Remove hydrogens from a molecule and re-order the atoms.

Parameters:

mol – The molecule to process.

Returns:

The processed molecule.

posebench.models.minimize_energy.save_biopython_structure_to_pdb(structure: Any, output_pdb_filepath: str, ca_only: bool = False)[source]

Saves a BioPython protein Structure objects to a PDB file.

Parameters:
  • structure – Structure to save.

  • output_pdb_filepath – Path to the input PDB file.

  • ca_only – Whether to save only the CA atoms or not.

posebench.models.minimize_energy.save_with_rdkit(molecule: Molecule, file_path: Path, conformer_index: int = 0, name: str | None = None, mol: Mol | None = None)[source]

Save a molecule to a file using RDKit.

Parameters:
  • molecule – The molecule to save.

  • file_path – The path to save the molecule to.

  • conformer_index – The index of the conformer to save.

  • name – The name to give the molecule.

  • mol – The optional RDKit molecule to directly use for the ligand.

posebench.models.minimize_energy.serialize(system: System, path: str) str[source]

Serialize an OpenMM system to a file.

Parameters:
  • system – The system to serialize.

  • path – Path to the file to serialize the system to.

Returns:

The path to the serialized system.

posebench.models.minimize_energy.setup_simulation(modeller: ~openmm.app.modeller.Modeller, system: ~openmm.openmm.System, platform: ~openmm.openmm.Platform, platform_properties: dict[str, ~typing.Any], temperature: float = Quantity(value=300.0, unit=kelvin), friction_coeff: float = Quantity(value=1.0, unit=/picosecond), step_size: float = Quantity(value=0.002, unit=picosecond)) Simulation[source]

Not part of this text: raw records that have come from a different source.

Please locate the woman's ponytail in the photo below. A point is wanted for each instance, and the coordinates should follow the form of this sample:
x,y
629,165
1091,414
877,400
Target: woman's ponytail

Set up an OpenMM simulation for the protein-ligand complex.

Parameters:
  • modeller – The Modeller object for the protein-ligand complex.

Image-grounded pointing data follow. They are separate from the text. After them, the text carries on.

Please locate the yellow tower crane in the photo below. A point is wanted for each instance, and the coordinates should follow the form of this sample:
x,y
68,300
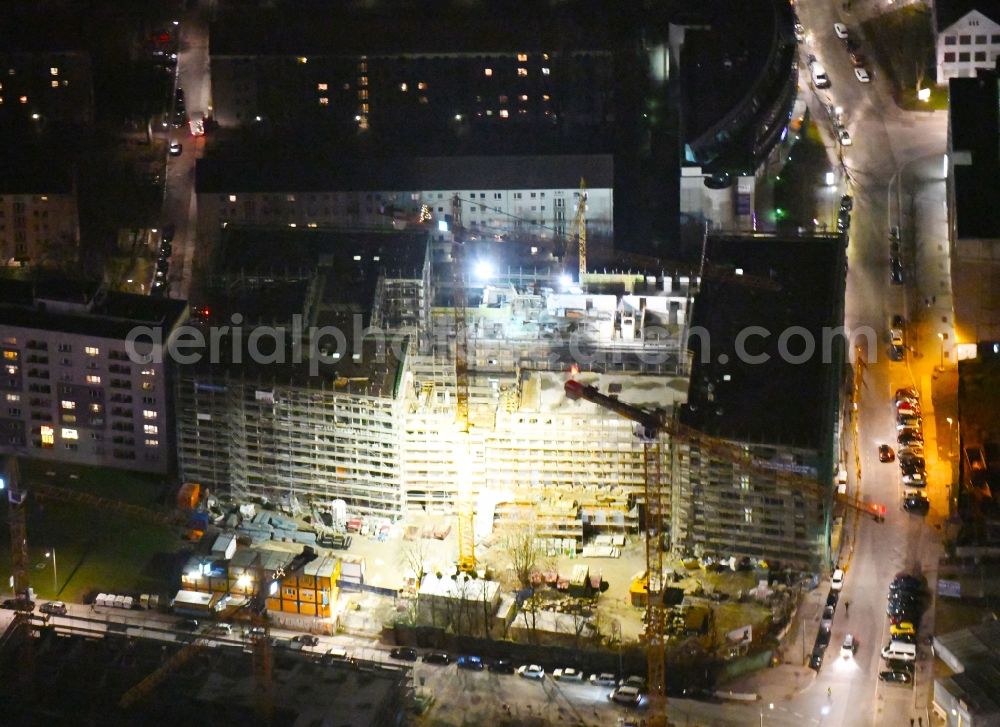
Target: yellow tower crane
x,y
651,425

  • system – The OpenMM system for the protein-ligand complex.

  • platform – The OpenMM platform to use.

  • platform_properties – The properties to use with the OpenMM platform.

  • temperature – The temperature to use with a LangevinIntegrator.

  • friction_coeff – The friction coefficient to use with a LangevinIntegrator.

  • step_size – The step size to use with a LangevinIntegrator.

Returns:

The setup OpenMM simulation.

posebench.models.minimize_energy.will_restrain(atom: Atom, residue_set: str) bool[source]

Returns True if the atom will be restrained by the given restraint set.

Parameters:
  • atom – Atom to check.

  • residue_set – Residue set to use for checking.